Kinsey, S. E.; Nagaboina, G.; Bajracharya, P.; Seraji, M.; Fu, Z.; Calhoun, V. D.; Shultz, S.; Iraji, A.

Nonlinearity is a hallmark of brain complexity at multiple scales. However, existing functional magnetic resonance imaging (fMRI) functional connectivity studies typically utilize linear methods. Therefore, links between nonlinear fMRI connectivity patterns and the development of the human brain during critical periods such as infancy remain unclear. To address this gap in knowledge, we developed a data-driven approach to capture brain intrinsic connectivity networks from explicitly nonlinear resting-state fMRI connectivity and profiled their developmental associations in a cohort of typically developing human infants.
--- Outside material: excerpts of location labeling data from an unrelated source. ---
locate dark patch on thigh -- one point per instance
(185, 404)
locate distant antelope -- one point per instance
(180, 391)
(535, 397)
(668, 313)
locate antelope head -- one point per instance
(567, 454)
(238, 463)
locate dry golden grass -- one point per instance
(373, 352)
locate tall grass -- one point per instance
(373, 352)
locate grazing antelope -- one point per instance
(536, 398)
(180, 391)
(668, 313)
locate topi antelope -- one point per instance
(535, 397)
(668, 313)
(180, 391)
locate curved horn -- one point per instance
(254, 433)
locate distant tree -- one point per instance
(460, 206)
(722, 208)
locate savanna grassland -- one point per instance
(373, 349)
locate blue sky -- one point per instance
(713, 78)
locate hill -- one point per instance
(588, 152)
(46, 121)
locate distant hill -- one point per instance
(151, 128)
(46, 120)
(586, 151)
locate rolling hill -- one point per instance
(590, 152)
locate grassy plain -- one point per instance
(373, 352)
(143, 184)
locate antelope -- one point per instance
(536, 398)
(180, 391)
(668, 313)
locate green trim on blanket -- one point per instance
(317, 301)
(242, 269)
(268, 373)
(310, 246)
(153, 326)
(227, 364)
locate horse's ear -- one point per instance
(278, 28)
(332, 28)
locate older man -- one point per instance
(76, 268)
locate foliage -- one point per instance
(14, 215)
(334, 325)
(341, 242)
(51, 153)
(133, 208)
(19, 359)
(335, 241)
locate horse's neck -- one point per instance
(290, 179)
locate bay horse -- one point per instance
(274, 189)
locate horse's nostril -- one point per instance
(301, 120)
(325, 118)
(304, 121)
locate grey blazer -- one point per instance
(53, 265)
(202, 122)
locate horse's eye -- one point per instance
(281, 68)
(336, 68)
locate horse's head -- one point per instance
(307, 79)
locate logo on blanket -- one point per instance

We identified neurobiologically structured nonlinear fMRI connectivity patterns during early postnatal life, indicating that macroscopic brain ensembles systematically participate in nonlinear relationships at birth. Furthermore, we found that linear and explicitly nonlinear network counterparts are linked to partially overlapping but complementary developmental profiles during this period of rapid brain maturation, with the explicitly nonlinear approach unveiling insights into the development of networks that have been associated with sensorimotor capacities, default mode processes, executive functioning, language production, and stimulus saliency. Our study marks the first comprehensive developmental investigation of whole-brain nonlinear fMRI networks in human infants and deepens contemporary perspectives on neuroimaging data discovery by emphasizing the informational richness of nonlinear relationships at fMRI scales of observation.